UBC Reports | Vol. 47 | No. 04 | Feb.
22, 2001
Vilified and jailed for his sexual orientation, author understood loneliness
deeply, says scholar
by Bruce Mason staff writer
Sarika Bose vividly recalls the moment when she discovered
Oscar Wilde.
She was a teenager in a waiting room in her native Calcutta.
“A book caught my attention and I became fascinated with his appearance and
his uncompromising aesthetic and determination to overcome the
world’s banalities
through wit and art,” she remembers.
A decade later, after earning a PhD from England’s University of Birmingham
on Wilde’s representation of women, the sessional instructor in
English is sharing
her passion. She is curator of an exhibit, Oscar Wilde — The Apostle
of Beauty,
in Special Collections on the eighth floor of the Main Library.
“Remembered as an aesthete, a fop and a dandy, a witty and decadent writer,
whose homosexuality had tragic consequences, he declared that he
put his talent
into his art and his genius into his life,” says Bose.

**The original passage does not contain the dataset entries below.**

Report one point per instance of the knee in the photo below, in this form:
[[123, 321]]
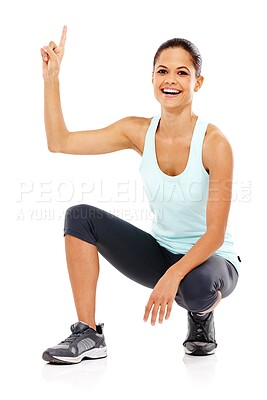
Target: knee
[[78, 215], [198, 291]]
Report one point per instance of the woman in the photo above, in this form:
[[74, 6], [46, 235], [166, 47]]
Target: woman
[[187, 169]]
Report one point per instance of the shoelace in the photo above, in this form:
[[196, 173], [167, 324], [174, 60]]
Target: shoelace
[[72, 337], [200, 333]]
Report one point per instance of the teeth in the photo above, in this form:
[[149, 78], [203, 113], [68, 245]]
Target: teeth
[[171, 91]]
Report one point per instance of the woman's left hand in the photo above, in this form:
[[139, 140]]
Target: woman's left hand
[[162, 297]]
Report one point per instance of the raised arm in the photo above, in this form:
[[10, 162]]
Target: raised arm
[[106, 140]]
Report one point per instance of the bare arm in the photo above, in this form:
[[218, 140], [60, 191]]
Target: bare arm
[[111, 138]]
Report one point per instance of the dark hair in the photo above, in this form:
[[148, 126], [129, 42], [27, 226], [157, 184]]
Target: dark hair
[[187, 46]]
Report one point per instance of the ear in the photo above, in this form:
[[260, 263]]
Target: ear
[[199, 83]]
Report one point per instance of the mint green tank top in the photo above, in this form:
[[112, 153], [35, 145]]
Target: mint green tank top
[[179, 202]]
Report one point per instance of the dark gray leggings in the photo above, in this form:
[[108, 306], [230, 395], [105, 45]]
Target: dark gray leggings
[[137, 255]]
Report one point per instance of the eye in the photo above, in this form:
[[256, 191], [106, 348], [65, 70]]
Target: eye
[[162, 71]]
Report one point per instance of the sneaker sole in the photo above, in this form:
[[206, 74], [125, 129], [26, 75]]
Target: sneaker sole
[[198, 352], [92, 354]]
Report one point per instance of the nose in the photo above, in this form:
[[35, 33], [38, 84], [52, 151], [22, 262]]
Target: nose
[[170, 80]]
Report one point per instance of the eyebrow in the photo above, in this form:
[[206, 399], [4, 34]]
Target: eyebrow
[[183, 66]]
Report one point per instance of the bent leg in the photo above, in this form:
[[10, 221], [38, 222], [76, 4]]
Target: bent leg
[[134, 252], [204, 286]]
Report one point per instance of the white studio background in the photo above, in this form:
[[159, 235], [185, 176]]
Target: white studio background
[[105, 76]]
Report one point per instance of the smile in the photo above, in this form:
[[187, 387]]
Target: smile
[[171, 92]]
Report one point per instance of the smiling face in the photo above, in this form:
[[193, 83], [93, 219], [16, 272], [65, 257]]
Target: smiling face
[[174, 78]]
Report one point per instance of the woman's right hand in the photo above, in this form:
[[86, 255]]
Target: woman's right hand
[[52, 56]]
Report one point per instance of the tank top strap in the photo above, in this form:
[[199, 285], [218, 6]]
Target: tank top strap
[[196, 146]]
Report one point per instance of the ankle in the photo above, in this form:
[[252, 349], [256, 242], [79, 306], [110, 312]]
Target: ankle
[[89, 322]]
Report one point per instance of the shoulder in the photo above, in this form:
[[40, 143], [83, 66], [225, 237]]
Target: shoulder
[[217, 148], [135, 129]]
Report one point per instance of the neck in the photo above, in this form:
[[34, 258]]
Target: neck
[[174, 124]]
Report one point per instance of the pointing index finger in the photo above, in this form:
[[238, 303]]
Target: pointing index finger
[[63, 36]]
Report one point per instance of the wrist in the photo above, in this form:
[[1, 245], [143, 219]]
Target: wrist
[[177, 272], [51, 80]]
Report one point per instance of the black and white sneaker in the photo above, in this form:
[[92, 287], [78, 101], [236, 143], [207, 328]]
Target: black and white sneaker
[[200, 339], [84, 342]]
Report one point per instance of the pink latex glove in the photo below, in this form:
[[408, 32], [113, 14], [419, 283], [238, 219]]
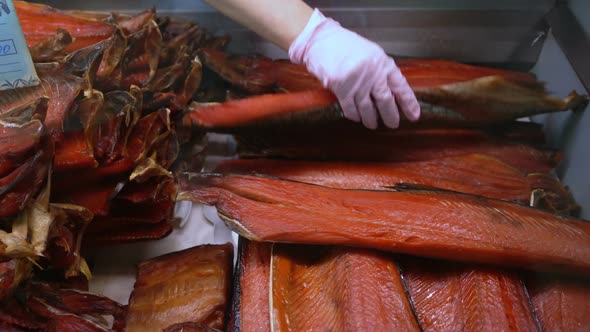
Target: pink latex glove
[[363, 77]]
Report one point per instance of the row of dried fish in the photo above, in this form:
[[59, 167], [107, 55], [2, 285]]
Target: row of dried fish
[[86, 156]]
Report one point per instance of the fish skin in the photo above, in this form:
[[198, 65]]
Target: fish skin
[[232, 113], [449, 226], [73, 153], [18, 193], [449, 93], [453, 297], [357, 290], [190, 285], [251, 290], [61, 88], [403, 145], [561, 303], [474, 174], [40, 22]]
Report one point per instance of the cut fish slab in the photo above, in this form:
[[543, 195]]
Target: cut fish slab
[[435, 224]]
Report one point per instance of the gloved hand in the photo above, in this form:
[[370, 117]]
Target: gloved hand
[[363, 77]]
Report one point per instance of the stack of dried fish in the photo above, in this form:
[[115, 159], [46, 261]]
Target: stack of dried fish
[[426, 182], [87, 155]]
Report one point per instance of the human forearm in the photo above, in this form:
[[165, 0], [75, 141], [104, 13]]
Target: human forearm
[[278, 21]]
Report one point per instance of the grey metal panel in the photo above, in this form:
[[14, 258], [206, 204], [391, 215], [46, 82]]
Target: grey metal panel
[[356, 5], [572, 38], [581, 9], [567, 131], [504, 32]]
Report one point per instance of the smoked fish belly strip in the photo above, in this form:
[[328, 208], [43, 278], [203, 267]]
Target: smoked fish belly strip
[[327, 288], [476, 174], [192, 285], [453, 297], [443, 225], [251, 290], [561, 304]]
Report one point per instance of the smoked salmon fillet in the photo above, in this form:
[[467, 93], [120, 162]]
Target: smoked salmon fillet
[[561, 303], [403, 145], [445, 225], [192, 285], [453, 297], [329, 288], [250, 307], [473, 174]]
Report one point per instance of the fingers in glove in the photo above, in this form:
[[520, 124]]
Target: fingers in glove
[[385, 102], [367, 110], [404, 95], [349, 109]]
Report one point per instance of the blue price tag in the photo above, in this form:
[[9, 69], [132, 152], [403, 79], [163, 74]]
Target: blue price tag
[[16, 66]]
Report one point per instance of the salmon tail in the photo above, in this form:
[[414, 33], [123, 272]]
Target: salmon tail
[[549, 194], [198, 187]]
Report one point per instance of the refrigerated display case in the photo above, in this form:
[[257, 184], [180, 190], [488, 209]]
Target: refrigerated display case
[[547, 37]]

Penniless and in exile in Paris, Wilde died Nov. 30, 1900 at age 46.
Bose and dozens of others at UBC paid homage and marked the centennial
by reading his letters and excerpts from his work aloud at Cecil Green Park
House. She also organized the conference, Wilde 2000, with English colleague
and sessional lecturer Wilhelm Emilsson in December.
“Wilde’s active career only spanned about 10 years from 1880, so his lasting
cultural dominance and enduring universal appeal is extraordinary,” she says.
It’s not surprising that Bose would be amused and intrigued by Wilde. Her
grandfather was head of English at Calcutta University. A child of graduate
students, she grew up on the UBC campus.
Her mother, Mandakranta Bose, is director of India and South Asia Research
in the Institute of Asian Research. Her father, Tirthankar Bose, is
an English
professor at SFU. “I returned to UBC to earn a Bachelor of Arts
and master’s degree in Renaissance Drama, and when it was time to work on a
PhD, I returned to Oscar,“ she says.
Wilde’s philosophy of joy and pleasure continues to resonate with readers and
theatre-goers, says Bose.
The exhibition — including rare items such as a signed first edition of The
Picture of Dorian Gray — draws primarily on the vast collection donated to
the UBC Library by Norman Colbeck in 1967.
It will be on display until the end of the summer. Hours are 9 a.m. to 5 p.m.,
Monday to Friday and noon to 5 p.m. on Saturday.